Şükran Şençekiçer
Türkiye’yi terk ederek Almanya’da yaşamaya başlayan gazeteci ve yazarlar, Frankfurt Kitap Fuarı’nda ülkeden uzakta yazmanın, çalışmanın anlamını anlattı.
Dünyanın en büyük kitap fuarı olan, 104 ülkeden 7450 katılımcının yer aldığı Frankfurt Kitap Fuarı, Almanya’da yaşayan Türk yazar ve gazetecileri okurlarla buluşturdu. 16-20 Ekim tarihleri arasında düzenlenen fuarda, kültürlerarası diyaloğu destekleyen Türkiye Almanya Kültür Forumu’nun standı da yerini aldı.
Standda birçok gazeteci ve yazar, Kültür Forumu tarafından desteklenen #FreeWordsTurkey inisiyatifi öncülüğünde Türkiye’de ifade özgürlüğü ve sansür gibi konuları ele alarak kendi deneyimlerini paylaştı.

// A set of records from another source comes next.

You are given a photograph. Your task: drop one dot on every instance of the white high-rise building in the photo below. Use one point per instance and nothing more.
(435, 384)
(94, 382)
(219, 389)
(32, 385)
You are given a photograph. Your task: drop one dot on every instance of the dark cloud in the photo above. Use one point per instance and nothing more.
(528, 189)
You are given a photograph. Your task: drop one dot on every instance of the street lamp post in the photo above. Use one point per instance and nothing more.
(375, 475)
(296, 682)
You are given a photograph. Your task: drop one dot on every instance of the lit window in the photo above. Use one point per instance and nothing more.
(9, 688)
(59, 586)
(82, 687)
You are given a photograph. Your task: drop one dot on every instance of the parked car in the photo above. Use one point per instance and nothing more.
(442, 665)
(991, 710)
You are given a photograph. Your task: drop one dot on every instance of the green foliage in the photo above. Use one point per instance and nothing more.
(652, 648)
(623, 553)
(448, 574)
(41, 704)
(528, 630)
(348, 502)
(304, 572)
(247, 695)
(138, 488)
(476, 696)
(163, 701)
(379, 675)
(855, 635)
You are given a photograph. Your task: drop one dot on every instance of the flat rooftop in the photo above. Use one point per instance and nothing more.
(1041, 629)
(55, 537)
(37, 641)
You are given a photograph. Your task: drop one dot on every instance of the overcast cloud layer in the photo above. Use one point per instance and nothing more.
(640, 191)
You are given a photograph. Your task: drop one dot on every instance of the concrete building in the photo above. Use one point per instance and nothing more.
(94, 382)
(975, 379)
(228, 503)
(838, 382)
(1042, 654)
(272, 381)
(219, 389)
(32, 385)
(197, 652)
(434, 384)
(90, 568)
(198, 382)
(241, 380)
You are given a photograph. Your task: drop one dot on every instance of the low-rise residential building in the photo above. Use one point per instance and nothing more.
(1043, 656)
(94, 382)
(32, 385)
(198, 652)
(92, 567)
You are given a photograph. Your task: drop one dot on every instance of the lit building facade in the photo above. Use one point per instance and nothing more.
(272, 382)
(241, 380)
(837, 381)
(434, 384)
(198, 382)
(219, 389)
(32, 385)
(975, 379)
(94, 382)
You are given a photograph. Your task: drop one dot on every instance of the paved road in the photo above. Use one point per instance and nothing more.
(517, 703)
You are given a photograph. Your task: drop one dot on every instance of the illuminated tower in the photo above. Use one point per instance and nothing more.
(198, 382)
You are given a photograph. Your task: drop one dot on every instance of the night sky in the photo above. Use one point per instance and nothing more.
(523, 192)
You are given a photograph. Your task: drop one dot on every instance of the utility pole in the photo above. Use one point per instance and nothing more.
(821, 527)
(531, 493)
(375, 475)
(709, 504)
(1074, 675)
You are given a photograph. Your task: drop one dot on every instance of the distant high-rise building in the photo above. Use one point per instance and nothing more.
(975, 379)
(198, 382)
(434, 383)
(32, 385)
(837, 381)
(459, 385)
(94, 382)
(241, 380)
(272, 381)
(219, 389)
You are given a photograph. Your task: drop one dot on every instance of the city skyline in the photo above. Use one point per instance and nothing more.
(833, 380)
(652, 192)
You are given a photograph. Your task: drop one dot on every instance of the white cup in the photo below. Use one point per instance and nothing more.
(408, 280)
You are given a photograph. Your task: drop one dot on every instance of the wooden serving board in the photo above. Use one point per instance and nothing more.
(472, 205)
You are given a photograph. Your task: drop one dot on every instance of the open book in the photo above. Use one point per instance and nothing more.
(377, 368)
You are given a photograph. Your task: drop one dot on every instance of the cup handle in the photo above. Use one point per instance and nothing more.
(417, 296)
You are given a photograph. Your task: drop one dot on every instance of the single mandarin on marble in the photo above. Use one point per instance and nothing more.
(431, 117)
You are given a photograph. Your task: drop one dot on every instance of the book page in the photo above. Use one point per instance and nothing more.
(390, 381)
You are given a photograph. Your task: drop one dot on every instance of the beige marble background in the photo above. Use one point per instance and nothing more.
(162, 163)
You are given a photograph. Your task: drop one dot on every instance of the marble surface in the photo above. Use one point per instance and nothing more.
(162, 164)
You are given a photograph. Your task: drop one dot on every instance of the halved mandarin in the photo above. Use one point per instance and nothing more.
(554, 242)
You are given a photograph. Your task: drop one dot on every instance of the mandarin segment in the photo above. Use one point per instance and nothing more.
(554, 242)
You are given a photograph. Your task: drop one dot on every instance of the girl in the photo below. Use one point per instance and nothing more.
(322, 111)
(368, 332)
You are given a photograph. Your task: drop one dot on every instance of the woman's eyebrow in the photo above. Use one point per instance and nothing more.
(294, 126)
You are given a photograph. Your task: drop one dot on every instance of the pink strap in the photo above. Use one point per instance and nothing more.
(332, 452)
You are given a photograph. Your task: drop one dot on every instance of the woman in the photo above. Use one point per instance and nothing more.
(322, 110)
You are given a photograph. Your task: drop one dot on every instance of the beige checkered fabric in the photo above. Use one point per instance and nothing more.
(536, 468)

Söyleşisinde ona 2010 Sait Faik Hikâye Armağanı'nı kazandıran romanı Taş Ev ve Sürgün’ü anlatan edebiyatçı Aslı Erdoğan, son yıllarda yaşadıklarını “hapis artı sürgün” diye adlandırdı.
Özgür Gündem davasında “silahlı terör örgütü üyeliği” suçlamasıyla yargılanan, üç buçuk aylık hapis süreci ve sonrasında devam eden yurt dışı çıkış yasağına maruz kalan Erdoğan, iki yıldır yaşadığı Almanya'da Türkiye’ye olan özlemini dile getirdi.
DW Türkçe’ye konuşan Aslı Erdoğan, anadilinden uzak olmasının bir yazar için çok can alıcı bir mesafe olduğunu anlattı. “Kütüphanemden, kitaplarımdan, evimden uzağım; bunlar ağır vuruyor” diyen Erdoğan, ağır sağlık problemleri yaşadığını ve bu nedenlerle yazamadığını söyledi. Fakat eninde sonunda cezaevinde yaşadıklarını bir kitaba dönüştüreceğini söyleyen Erdoğan, sözlerine şöyle devam etti:
“Cezaevi bir kitaba dönüşmek zorunda. Yoksa beni için için parçalayacak. Bu cezaevini yazmak kendime de, cezaevindekilere de, edebiyata da bir borcum. Bu borcu kapamadan gitmeye niyetim yok.”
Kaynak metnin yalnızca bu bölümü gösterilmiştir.